Link tracking is another useful tool provided by IceRocket. They provide a service that lets bloggers track the links to their own posts with a short line of code. This can also be done through the search feature by entering a URL. The aforementioned post by Jason Kottke comes up with 59 sites linking to it. You can really see whose posts are creating buzz around the internet, although Memeorandum, a news summary aggregator drawing from experts and pundits, insiders and outsiders, media professionals and amateur bloggers every 5 minutes, is a simpler one-stop solution to do that.
Google Blog Search
Google’s blog search engine is a more recent development than the others. Its advanced functions and speed are consistent with other Google products. It can search for blog title, authors, and by date (but not any posts before March of 2005). Unfortunately, they do not provide a general ranking list of the top X number of blogs. However, we can use the “link:” feature to see how many sites are linking to some of the more popular sites we’ve seen. We will also compare this to their Google “link:” numbers so we can see how they differ.
(# blogs linking to this blog)
(# sites linking to this site)
Obviously, the numbers vary greatly. This can be attributed to the fact that the Google Blog Search has a much smaller pool of sites in which it finds results and possibly in part due to the fact that these results only date from March 2005. In any case, Google Blog Search rankings and in-links will probably become important benchmarks, and contribute further to Google’s ever-more-impressive earnings.
There is obviously no perfect ranking system on the Internet–either for blogs or for web sites in general– and there probably never will be. Our recommendation is that PubSub try to focus their results on real blogs; too many of their results are commercial sites or blog utilities. Technorati needs to become more accurate in their counts of links. Bloglines and Feedster could be substantially improved if they took the next step and separated the blogs into categories. If your goal is to find the most influential bloggers, in a given category or overall, you’re best off using Technorati.

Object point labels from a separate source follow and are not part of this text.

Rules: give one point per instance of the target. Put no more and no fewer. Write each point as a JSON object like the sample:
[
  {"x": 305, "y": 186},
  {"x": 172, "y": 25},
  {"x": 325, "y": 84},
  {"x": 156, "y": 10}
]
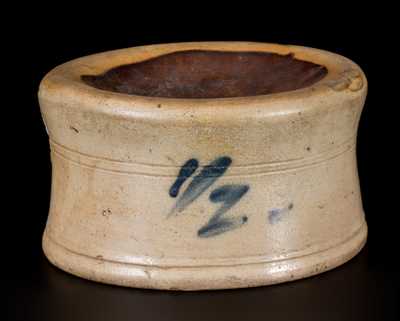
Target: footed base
[{"x": 203, "y": 277}]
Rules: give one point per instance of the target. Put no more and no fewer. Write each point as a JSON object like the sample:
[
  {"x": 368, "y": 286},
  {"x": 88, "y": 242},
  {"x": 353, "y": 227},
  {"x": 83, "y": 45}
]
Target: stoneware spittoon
[{"x": 207, "y": 165}]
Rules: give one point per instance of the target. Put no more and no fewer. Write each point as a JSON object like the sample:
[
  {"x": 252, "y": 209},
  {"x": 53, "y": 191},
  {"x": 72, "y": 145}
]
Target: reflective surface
[{"x": 357, "y": 290}]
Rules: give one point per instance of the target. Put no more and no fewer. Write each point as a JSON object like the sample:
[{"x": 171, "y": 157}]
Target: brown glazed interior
[{"x": 209, "y": 74}]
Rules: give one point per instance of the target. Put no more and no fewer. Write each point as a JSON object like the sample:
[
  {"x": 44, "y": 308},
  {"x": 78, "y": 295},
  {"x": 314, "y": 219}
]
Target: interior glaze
[{"x": 209, "y": 74}]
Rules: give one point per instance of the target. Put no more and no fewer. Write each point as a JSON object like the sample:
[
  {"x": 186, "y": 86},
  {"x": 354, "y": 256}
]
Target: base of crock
[{"x": 203, "y": 277}]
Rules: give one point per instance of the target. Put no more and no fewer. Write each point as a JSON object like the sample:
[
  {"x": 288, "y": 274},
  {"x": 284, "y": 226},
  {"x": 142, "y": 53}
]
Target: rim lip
[{"x": 63, "y": 83}]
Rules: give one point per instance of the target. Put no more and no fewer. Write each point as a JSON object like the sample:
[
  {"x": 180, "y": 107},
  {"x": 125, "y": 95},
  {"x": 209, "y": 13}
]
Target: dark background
[{"x": 366, "y": 288}]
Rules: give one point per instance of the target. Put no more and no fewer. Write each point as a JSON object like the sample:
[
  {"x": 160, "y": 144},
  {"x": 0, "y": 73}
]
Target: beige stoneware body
[{"x": 115, "y": 156}]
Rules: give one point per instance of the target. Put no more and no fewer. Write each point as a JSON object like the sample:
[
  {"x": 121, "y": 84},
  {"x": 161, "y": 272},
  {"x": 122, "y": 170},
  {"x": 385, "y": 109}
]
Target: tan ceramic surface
[{"x": 115, "y": 157}]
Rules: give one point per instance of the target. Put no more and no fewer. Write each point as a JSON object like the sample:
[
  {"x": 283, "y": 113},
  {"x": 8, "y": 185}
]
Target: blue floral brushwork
[{"x": 228, "y": 195}]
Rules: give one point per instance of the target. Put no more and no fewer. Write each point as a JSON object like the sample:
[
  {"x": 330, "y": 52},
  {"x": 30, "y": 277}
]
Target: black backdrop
[{"x": 363, "y": 289}]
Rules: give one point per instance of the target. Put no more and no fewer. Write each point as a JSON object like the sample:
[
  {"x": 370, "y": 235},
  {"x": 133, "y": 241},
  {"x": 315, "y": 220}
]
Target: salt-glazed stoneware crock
[{"x": 209, "y": 165}]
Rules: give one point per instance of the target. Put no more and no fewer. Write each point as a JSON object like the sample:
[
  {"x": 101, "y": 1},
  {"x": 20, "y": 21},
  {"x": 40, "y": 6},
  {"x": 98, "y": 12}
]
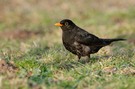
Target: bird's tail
[{"x": 108, "y": 41}]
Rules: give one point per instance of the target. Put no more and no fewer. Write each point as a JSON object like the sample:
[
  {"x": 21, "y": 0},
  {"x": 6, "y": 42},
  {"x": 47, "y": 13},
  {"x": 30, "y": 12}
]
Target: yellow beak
[{"x": 58, "y": 24}]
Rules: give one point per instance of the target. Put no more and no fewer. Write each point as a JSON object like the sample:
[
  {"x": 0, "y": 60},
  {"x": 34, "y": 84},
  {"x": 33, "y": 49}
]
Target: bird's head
[{"x": 66, "y": 24}]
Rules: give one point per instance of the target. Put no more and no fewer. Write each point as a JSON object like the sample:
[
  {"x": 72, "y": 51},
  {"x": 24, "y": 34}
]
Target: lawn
[{"x": 32, "y": 55}]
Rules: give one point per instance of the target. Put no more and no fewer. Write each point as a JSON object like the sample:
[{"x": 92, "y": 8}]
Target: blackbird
[{"x": 80, "y": 42}]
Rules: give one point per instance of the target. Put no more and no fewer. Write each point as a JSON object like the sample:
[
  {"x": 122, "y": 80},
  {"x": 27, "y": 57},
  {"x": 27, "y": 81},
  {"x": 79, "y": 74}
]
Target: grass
[{"x": 32, "y": 55}]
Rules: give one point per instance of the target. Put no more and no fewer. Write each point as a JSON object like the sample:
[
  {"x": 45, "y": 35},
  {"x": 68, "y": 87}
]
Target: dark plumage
[{"x": 79, "y": 41}]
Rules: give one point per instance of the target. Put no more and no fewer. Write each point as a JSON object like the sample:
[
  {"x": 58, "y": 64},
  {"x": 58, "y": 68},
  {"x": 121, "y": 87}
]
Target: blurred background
[{"x": 27, "y": 30}]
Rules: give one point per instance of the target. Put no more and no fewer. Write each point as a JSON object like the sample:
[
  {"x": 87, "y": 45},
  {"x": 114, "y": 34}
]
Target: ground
[{"x": 32, "y": 55}]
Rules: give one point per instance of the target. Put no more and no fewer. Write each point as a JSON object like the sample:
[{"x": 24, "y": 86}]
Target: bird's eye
[{"x": 66, "y": 23}]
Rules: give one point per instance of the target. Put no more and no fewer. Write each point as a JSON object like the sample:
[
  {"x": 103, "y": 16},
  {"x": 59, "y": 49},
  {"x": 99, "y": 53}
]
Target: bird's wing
[{"x": 88, "y": 39}]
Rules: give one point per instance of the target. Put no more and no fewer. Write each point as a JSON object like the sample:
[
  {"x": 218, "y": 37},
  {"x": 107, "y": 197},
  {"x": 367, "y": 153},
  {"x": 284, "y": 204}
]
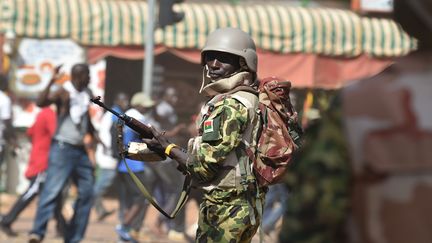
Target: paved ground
[{"x": 99, "y": 232}]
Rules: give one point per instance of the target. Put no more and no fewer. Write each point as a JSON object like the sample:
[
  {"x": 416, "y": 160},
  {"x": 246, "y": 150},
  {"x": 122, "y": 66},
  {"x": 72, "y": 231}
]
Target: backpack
[{"x": 279, "y": 133}]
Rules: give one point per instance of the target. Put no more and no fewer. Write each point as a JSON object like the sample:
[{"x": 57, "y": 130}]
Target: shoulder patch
[{"x": 208, "y": 126}]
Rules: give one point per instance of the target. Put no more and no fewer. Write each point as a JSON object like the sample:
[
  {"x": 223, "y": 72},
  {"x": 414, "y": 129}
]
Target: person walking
[
  {"x": 41, "y": 133},
  {"x": 68, "y": 159},
  {"x": 7, "y": 134},
  {"x": 230, "y": 208}
]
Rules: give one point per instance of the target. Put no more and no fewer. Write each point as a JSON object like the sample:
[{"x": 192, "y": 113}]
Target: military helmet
[{"x": 234, "y": 41}]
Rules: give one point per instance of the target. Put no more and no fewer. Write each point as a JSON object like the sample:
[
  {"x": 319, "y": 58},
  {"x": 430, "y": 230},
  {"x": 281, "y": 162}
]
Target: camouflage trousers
[{"x": 227, "y": 221}]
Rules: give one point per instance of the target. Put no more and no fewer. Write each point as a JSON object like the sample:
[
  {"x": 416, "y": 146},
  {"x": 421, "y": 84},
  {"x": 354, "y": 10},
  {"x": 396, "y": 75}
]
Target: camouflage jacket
[{"x": 222, "y": 125}]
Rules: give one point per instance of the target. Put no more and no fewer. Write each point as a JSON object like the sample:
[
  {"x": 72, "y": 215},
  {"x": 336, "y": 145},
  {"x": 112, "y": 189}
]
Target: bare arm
[{"x": 46, "y": 98}]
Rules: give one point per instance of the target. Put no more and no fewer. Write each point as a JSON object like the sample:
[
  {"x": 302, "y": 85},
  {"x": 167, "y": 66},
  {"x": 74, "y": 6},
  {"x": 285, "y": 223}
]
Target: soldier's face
[{"x": 221, "y": 64}]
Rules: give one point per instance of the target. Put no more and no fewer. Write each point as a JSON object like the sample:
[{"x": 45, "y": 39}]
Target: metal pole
[{"x": 149, "y": 46}]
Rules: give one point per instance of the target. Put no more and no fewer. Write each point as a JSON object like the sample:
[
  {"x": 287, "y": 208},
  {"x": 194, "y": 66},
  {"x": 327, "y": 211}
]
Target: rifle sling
[{"x": 184, "y": 195}]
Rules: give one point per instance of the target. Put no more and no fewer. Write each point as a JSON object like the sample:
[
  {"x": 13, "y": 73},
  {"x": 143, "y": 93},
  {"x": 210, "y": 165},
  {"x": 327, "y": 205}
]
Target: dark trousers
[{"x": 27, "y": 197}]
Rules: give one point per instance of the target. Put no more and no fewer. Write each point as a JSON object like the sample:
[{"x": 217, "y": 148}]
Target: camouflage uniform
[
  {"x": 319, "y": 182},
  {"x": 225, "y": 213}
]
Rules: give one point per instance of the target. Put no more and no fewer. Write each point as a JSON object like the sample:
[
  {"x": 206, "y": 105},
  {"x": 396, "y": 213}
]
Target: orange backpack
[{"x": 280, "y": 133}]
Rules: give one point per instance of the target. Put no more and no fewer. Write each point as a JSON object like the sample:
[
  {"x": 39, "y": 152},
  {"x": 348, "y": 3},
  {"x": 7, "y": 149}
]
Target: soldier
[
  {"x": 229, "y": 211},
  {"x": 387, "y": 185}
]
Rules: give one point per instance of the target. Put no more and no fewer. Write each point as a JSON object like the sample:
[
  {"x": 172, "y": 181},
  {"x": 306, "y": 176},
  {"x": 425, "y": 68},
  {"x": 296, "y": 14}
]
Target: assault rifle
[
  {"x": 143, "y": 130},
  {"x": 134, "y": 150}
]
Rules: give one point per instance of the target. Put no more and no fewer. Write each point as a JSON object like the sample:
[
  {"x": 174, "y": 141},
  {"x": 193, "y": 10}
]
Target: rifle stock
[{"x": 139, "y": 127}]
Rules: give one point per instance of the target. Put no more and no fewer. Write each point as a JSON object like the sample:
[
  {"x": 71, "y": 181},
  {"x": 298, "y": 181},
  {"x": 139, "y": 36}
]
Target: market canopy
[{"x": 279, "y": 28}]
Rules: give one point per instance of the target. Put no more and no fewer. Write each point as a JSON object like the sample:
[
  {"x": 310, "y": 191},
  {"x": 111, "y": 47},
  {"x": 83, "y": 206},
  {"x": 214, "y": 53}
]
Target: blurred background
[{"x": 322, "y": 47}]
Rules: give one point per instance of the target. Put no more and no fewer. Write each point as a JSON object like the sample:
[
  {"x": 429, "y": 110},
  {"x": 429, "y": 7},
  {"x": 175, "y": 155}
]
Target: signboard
[
  {"x": 385, "y": 6},
  {"x": 37, "y": 59}
]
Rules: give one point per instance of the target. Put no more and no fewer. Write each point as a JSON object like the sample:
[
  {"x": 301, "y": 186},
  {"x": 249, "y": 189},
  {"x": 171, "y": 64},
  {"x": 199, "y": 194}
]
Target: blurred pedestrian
[
  {"x": 170, "y": 178},
  {"x": 41, "y": 133},
  {"x": 364, "y": 174},
  {"x": 106, "y": 156},
  {"x": 68, "y": 158},
  {"x": 7, "y": 135},
  {"x": 389, "y": 131},
  {"x": 133, "y": 204},
  {"x": 274, "y": 207}
]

The ideal system would incorporate elements from all of the services that we’ve discussed–link tracking, in-linking, feed subscriptions, tags, viewer ratings–and then find the best way to weight them. It’s a (much-disputed) truism of biology that “ontogeny recapitulates phylogeny,” but it’s happening here. Blog search engines and ranking tools are recapitulating the evolution of Web search engines such as Google. When Google launched, many thought that the search engine game was already settled, but Google became very powerful because it provided a truly superior search experience. There is room for just as much innovation in the blog search world.